Emory Report

Mar. 22, 1999

 Volume 51, No. 24

Detective fiction by women provides glimpse into past

According to some literary historians, no significant detective fiction was written between Edgar Allan Poe's famous stories of the 1840s and Dashiell Hammett's hard-boiled novels of the 1920s. Catherine Nickerson refutes that idea in her newly released book, The Web of Iniquity: Early Detective Fiction by American Women, which examines "domestic detective fiction" written between the Civil War and World War II.

These books were very popular in their time, but they're now considered obscure because detective fiction is often weeded out of literary collections, said Nickerson, an associate professor with a joint appointment in English and American studies.

Hardbound books rather than dime novels, these books appealed to middle-class, habitual readers, Nickerson said. "They were always considered light reading, but they were incredibly popular, which means that people liked them, recommended them to friends and went back for more."

Nickerson focused on writers such as Metta Fuller Victor, Anna Katharine Green and Mary Roberts Rinehart--Northern women who usually set their stories in Northeastern cities. Victor, a prolific writer in many genres, began writing detective novels in the 1860s under the pseudonym "Seeley Regester" and used male detectives as her protagonists.

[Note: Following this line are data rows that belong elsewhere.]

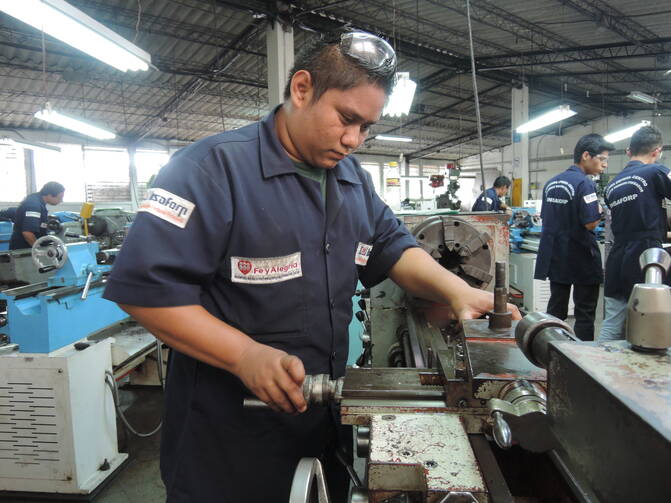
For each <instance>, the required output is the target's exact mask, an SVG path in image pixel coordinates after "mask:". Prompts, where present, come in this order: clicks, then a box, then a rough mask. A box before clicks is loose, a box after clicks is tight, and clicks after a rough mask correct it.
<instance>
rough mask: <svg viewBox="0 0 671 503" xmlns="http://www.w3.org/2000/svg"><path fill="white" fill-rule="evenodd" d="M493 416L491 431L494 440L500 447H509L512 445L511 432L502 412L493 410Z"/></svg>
mask: <svg viewBox="0 0 671 503" xmlns="http://www.w3.org/2000/svg"><path fill="white" fill-rule="evenodd" d="M492 417H493V418H494V427H493V428H492V433H493V434H494V441H495V442H496V445H498V446H499V447H500V448H501V449H510V447H511V446H512V445H513V434H512V432H511V431H510V426H508V423H507V422H506V420H505V419H503V414H501V412H500V411H498V410H497V411H495V412H494V414H492Z"/></svg>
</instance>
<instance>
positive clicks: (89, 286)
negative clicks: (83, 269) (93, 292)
mask: <svg viewBox="0 0 671 503" xmlns="http://www.w3.org/2000/svg"><path fill="white" fill-rule="evenodd" d="M91 281H93V271H91V272H89V275H88V276H86V284H85V285H84V291H83V292H82V297H81V298H82V300H86V298H87V297H88V296H89V288H91Z"/></svg>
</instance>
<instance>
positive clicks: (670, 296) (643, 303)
mask: <svg viewBox="0 0 671 503" xmlns="http://www.w3.org/2000/svg"><path fill="white" fill-rule="evenodd" d="M639 263H640V264H641V269H643V271H644V273H645V283H639V284H637V285H634V289H633V290H632V292H631V295H630V296H629V303H628V306H627V322H626V336H627V341H629V343H630V344H631V345H632V348H633V349H636V350H638V351H643V352H656V353H661V352H665V351H666V350H667V349H668V348H669V347H671V289H670V288H669V287H668V286H667V285H664V284H662V282H663V281H664V275H665V274H666V272H667V271H668V270H669V267H671V256H670V255H669V254H668V253H667V252H666V251H664V250H663V249H662V248H648V249H647V250H645V251H644V252H643V253H641V256H640V258H639Z"/></svg>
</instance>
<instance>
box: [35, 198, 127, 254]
mask: <svg viewBox="0 0 671 503" xmlns="http://www.w3.org/2000/svg"><path fill="white" fill-rule="evenodd" d="M91 210H92V207H91ZM83 212H84V210H82V213H80V214H79V215H77V214H76V213H72V212H58V213H55V214H54V215H52V216H51V217H50V218H49V222H48V223H47V229H49V231H50V232H51V233H52V234H54V235H56V236H57V237H58V238H60V239H61V240H62V241H64V242H66V243H67V242H74V241H80V240H81V239H82V236H88V235H90V236H91V238H92V239H94V240H96V241H98V243H99V246H100V249H101V250H105V249H108V248H118V247H119V246H121V244H122V243H123V240H124V239H125V238H126V234H127V233H128V229H129V228H130V225H131V224H132V223H133V220H134V219H135V213H131V212H129V211H124V210H122V209H120V208H100V209H96V210H94V211H92V213H90V214H88V213H83Z"/></svg>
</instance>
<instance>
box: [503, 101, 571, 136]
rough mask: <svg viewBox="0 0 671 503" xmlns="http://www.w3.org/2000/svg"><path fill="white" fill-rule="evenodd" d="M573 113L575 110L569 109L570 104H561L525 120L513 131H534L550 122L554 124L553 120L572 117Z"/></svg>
mask: <svg viewBox="0 0 671 503" xmlns="http://www.w3.org/2000/svg"><path fill="white" fill-rule="evenodd" d="M575 114H576V112H574V111H573V110H571V107H570V106H568V105H562V106H560V107H557V108H555V109H554V110H550V111H549V112H547V113H544V114H543V115H539V116H538V117H536V118H535V119H531V120H530V121H528V122H525V123H524V124H522V125H521V126H518V127H517V129H515V131H516V132H518V133H528V132H529V131H535V130H536V129H541V128H544V127H546V126H549V125H550V124H554V123H555V122H559V121H561V120H564V119H568V118H569V117H573V116H574V115H575Z"/></svg>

Green started writing in the 1870s and used male detectives in her stories until the 1890s, when she introduced the female detective into her books. Universally this character tended to be a middle-aged spinster who competed with and outsmarted the police detective officially on the scene, rather than a professional detective.

A pattern developed in women's detective fiction during this period, Nickerson explained. Typically the male detective came in with a presumption of intellectual and moral superiority, but the female detective proved more clever than he, seeing more layers to the story. For instance, one of Green's female detectives speaks of "needing women's eyes for women's matters."

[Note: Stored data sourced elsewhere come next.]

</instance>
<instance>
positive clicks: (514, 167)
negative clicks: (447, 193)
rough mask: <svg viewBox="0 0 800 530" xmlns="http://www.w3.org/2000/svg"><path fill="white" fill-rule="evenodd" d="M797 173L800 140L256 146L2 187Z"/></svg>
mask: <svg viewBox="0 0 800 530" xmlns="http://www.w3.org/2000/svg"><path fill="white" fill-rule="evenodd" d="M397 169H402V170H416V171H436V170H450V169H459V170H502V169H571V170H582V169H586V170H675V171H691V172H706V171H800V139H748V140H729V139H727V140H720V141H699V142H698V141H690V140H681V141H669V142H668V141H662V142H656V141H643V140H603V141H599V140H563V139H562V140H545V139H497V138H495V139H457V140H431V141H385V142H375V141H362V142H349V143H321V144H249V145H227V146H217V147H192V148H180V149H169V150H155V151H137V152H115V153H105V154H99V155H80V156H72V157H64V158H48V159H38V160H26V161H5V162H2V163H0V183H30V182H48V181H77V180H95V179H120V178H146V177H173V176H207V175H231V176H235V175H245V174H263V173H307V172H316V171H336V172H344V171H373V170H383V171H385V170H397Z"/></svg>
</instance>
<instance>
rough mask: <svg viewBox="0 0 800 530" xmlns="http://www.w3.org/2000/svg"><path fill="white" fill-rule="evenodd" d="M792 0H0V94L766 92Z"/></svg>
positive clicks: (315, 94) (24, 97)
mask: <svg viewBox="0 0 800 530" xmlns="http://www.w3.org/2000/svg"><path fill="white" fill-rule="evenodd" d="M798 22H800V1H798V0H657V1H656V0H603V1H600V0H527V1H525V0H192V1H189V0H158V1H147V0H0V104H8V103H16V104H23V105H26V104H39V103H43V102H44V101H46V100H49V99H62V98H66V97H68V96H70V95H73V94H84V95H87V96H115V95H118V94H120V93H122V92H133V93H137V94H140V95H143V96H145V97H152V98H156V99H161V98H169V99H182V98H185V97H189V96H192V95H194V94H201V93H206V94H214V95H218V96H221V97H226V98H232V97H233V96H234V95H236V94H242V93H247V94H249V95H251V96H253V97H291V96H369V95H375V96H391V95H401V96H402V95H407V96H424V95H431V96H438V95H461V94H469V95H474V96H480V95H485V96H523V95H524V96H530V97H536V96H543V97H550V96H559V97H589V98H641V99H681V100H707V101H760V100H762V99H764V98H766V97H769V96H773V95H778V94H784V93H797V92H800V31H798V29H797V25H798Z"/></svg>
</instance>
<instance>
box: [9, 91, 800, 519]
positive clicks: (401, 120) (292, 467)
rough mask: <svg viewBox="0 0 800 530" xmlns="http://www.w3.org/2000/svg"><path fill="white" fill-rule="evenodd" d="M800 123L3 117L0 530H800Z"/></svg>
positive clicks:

Rinehart is more familiar to modern readers. She started publishing in 1908 and continued into the 1940s. Her detectives were almost always women, and the stories were told as first-person narratives. This narrative voice was really important to Rinehart, Nickerson said, because she wanted to "let us into the experience of being a detective--being confused, even being terrified."

While domestic detective fiction--especially Rinehart's--includes details about domestic life, its rise more often reflects cultural anxieties of the period. "From literature from the 1870s you see that people were terrified about street crime and burglary and mugging and rape," Nickerson said. "In the post-Civil War period there was a sense that all the rules had changed, even in the North. Particularly in cities there was a sense you didn't know your neighbors anymore."

These feelings, she noted, corresponded to the rise in immigration at the time. "Detective fiction is ultimately about the problem of not being able to trust people, because a detective story is only a mystery if you can't figure out who did it," Nickerson said. "So it's about figuring out who's trustworthy and who isn't. It's also about not trusting surfaces, because in the novels I write about the perpetrators are people who seem respectable."

The stories are "more like dreams of a culture than a snapshot of it," Nickerson added. Their appeal lies in a structure of convention that allows readers to explore their innermost fears and demons with some sense that it's going to be OK in the end. "I think that the detective hero is a particular kind of hero for the modern age," she said.